Wednesday, May 20, 2009

Nikon CLS and Crossfit Games

This last weekend I had the rare and wonderful opportunity to step out of the box with my shooting and cover an event that was both exciting to witness and an intense challenge as a shooter. The gym I belong to, Front Range CrossFit, hosted the Rocky Mountain Regional Crossfit Games on May 16th and 17th. Two days of some of the most inspiring human feats of physical ability you could possibly imagine. Men and women pushing themselves to the very limits of what is possible in strength, stamina, endurance, speed, agility, power, and mental and emotional toughness. Words do no justice in describing what it takes to do a Crossfit workout and having been there I only barely begin to understand what it takes to compete in such an event. I will just say that for me it was one of those moments in life when I realize how amazing humanity is, how we continue to find new ways to challenge ourselves physically, we are still moving forward and reaching new heights. And certainly, it was a lesson about how I can push myself farther, personally and professionally.

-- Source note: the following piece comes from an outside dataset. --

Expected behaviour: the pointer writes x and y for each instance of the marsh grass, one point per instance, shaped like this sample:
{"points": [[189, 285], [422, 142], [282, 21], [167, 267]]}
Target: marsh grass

As a shooter, the weeks leading up to the games had me less than thrilled at the prospect of a point and shoot photography job. Lighting, to me, is what sets the professional photographer apart from the average guy with a camera.  Many people have a great eye for composition, lots of photography enthusiasts buy all the latest and greatest of gear. Nowadays, with digital cameras and their super smart metering systems, and no need for film knowledge or even aperture and shutter speed savvy, you can simply shoot something over and over again until you get the shot you want. Pilots who don't really steer the plane? A good friend and fellow photographer likes to say "why become a pilot if you are just going to use auto pilot?", but then again, there are foggy days, and long, straight flight paths, and there is a time and a place for the pro to tap into some of those great little bells a whistles that are put into our cameras and flash units.
In this situation, I was limited in my ability to set up lights and there were some questions about how I should go about covering the event. Fast action in a dark location, with on camera flash, leaves little room for creativity and originality and I am a professional that doesn't much care for the hard line shadows cast on walls and floors using on axis lighting. Many of us who are lighting junkies scoff at the idea of TTL (Through The Lens) settings, and creative snobs have a hard time accepting the fact that sometimes you just have to let the technology do the work. I knew I would be shooting at a 250th of a second because of the need to freeze the action, my max flash sync speed, and I knew I would be shooting with my aperture at wide or close to wide open to get as much of the ambient light recorded as possible. In addition, I felt confident with the D300, bumping the ISO up to 400 to get a bit more bang for the buck out of the flash and the ambient light. So in effect, I knew my exposure was F2.8 to 4.0 at a 250th of a second.
It became apparent to me after a few practice sessions shooting workouts at the gym, that the Nikon CLS (Creative Lighting System) and TTL feature of the flash were the best way to get the job done. CLS would allow me to hold the flash high and to the left, wireless, while my right hand worked the camera. If you are not familiar with CLS, in a nut shell, as I understand it, the camera's on camera flash sends signals and info to the SB flash, telling it what the camera's aperture is and when to fire.  The SB reads and meters it's own flash and knows when adequate power is obtained for exposure. This can be done with many flashes at once as long as they are within operating distance of the camera, experience has taught me that the distances vary depending on the situation.
So with my Nikon D300 in one hand and my Nikon SB800 flash in the other, on Saturday morning I took the first of over 1500 photos for the weekend.  I never had to think twice about the numbers, I just had to compose, focus and shoot, a welcomed simplicity which allowed me more concentration on trying to stay alive and uninjured, keeping out of the way of the competitors and flying weights. Everything was dictated by the situation, I just had to let the flash do it's thing.

Freezing the action was no problem at a 250th.
Getting the flash off axis just a little bit helps to bring some dimension to the light.

The typical post-Crossfit workout position.... if you do it right.